With a fresh dusting of snow outside and a fire going, I am fighting every urge to put up our Christmas tree a month early…

This is a significant departure from my attitude about decorating and holidays just a handful of years ago. Then, life was too busy. We weren’t even going to be here for Christmas. What was the point?

I was missing several things then; perspective was a big one. Well, I suppose I had a perspective, but it was quite narrow. It was a time in my life before we had children. When the race up the corporate ladder was more important than the one to hang holiday lights. I would get easily distracted by the tiniest inconvenience and dismiss whatever it was as inefficient and useless.

I was recently socializing with someone who clearly didn’t like kids as mine were being noisy and somewhat disruptive. I can certainly understand.
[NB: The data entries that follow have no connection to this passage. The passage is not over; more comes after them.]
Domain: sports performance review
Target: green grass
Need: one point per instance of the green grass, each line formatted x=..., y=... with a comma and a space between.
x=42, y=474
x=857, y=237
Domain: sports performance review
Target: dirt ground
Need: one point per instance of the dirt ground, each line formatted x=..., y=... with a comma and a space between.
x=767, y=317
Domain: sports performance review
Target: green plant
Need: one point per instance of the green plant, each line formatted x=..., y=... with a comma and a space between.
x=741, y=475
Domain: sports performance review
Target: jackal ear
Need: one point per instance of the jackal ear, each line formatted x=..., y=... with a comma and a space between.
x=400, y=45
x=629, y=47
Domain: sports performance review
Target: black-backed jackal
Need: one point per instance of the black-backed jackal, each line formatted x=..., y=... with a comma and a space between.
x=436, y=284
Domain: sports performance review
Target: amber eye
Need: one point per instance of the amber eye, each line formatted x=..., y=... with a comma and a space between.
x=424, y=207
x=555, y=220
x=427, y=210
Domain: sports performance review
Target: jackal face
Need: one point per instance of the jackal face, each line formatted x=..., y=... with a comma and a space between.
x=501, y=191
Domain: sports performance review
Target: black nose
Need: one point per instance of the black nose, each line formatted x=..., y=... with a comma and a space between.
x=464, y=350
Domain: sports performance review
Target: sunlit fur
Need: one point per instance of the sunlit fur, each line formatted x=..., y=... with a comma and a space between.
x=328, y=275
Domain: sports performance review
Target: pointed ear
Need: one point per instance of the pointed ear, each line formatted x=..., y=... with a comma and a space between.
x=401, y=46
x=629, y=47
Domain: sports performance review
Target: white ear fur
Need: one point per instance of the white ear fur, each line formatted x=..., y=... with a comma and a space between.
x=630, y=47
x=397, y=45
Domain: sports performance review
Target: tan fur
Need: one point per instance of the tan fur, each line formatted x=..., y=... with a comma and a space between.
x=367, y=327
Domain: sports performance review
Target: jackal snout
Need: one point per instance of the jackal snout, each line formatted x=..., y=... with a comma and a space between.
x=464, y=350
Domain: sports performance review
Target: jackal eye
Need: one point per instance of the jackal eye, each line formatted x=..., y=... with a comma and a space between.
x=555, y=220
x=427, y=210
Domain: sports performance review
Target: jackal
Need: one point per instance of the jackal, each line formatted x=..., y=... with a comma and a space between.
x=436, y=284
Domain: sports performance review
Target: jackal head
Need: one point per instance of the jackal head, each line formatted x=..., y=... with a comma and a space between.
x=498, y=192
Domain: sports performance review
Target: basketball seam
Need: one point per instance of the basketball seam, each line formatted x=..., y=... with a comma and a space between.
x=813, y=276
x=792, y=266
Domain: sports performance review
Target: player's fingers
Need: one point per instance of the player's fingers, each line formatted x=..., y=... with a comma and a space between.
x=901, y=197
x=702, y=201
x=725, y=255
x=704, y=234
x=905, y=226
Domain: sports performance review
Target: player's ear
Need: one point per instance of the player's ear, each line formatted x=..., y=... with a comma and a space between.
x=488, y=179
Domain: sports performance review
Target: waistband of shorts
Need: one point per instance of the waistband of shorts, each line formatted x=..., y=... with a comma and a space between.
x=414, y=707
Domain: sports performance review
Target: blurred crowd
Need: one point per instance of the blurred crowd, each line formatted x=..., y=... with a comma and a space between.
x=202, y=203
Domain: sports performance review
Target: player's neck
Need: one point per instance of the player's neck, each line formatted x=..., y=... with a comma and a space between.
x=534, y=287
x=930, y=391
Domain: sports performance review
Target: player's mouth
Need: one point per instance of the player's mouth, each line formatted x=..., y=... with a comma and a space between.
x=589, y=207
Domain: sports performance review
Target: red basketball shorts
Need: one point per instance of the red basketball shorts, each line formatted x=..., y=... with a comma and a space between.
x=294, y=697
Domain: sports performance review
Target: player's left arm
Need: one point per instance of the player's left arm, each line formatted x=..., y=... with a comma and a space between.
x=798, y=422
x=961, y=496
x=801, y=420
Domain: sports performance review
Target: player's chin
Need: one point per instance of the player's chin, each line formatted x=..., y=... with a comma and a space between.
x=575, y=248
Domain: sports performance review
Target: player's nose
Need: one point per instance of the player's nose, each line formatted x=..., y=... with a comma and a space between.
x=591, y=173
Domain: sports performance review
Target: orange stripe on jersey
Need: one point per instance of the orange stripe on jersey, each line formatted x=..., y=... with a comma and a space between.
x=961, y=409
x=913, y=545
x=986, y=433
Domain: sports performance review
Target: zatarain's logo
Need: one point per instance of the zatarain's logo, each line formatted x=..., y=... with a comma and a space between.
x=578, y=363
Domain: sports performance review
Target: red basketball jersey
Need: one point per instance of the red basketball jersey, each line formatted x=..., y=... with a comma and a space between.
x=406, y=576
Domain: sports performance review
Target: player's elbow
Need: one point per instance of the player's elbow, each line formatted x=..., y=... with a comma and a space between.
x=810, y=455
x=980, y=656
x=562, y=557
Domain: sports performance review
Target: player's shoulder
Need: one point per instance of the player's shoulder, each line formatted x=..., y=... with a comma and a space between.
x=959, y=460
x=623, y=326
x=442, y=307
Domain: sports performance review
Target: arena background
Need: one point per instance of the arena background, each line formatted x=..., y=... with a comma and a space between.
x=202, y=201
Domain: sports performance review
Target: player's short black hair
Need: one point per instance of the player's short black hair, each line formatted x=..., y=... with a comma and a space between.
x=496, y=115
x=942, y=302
I remember the thoughts we once had of, “I would never do that…” or “No child of mine…” I have learned there is a point when parental control and responsibility can be overtaken by a child’s stubborn free will and the only card you have left to play is the “we’re leaving” one — and even that plan could be thwarted if your child has become an expert at refusing to get strapped in their car seat.

Becoming a parent is one of the biggest benchmarks in my life. My days are now filled with tiny inconveniences all day long. I am learning how to deal and I’m redefining what is important.

For the longest time I was looking at life a certain way, and then I was given a new set of glasses with a new lens showing…more. Yes, of course, you see things differently but, holy shit, you see new things entirely. The small things you may have once overlooked have become magnified and then, there are so many of them, it’s sensory overload and you find yourself unable to pick out an insignificant pair of socks. The smart people I know can discern the important small things from the useless small things. They have removed the words always and never from their vocabulary because they know every day they will be making exceptions. They find purpose in every inefficiency or they are masters at letting it go when they can’t.

Yesterday I was listening to an interview with Jessie Eisenberg on his new book, “Bream gives me hiccups & other stories“. There is a character in one of the stories, a nine-year-old boy who at one point suggests,

“Adults have spent so many years thinking more and more like each other because the more you live with other people the less you think like yourself and the more you think like them. But kids are new people so we still think more normally.”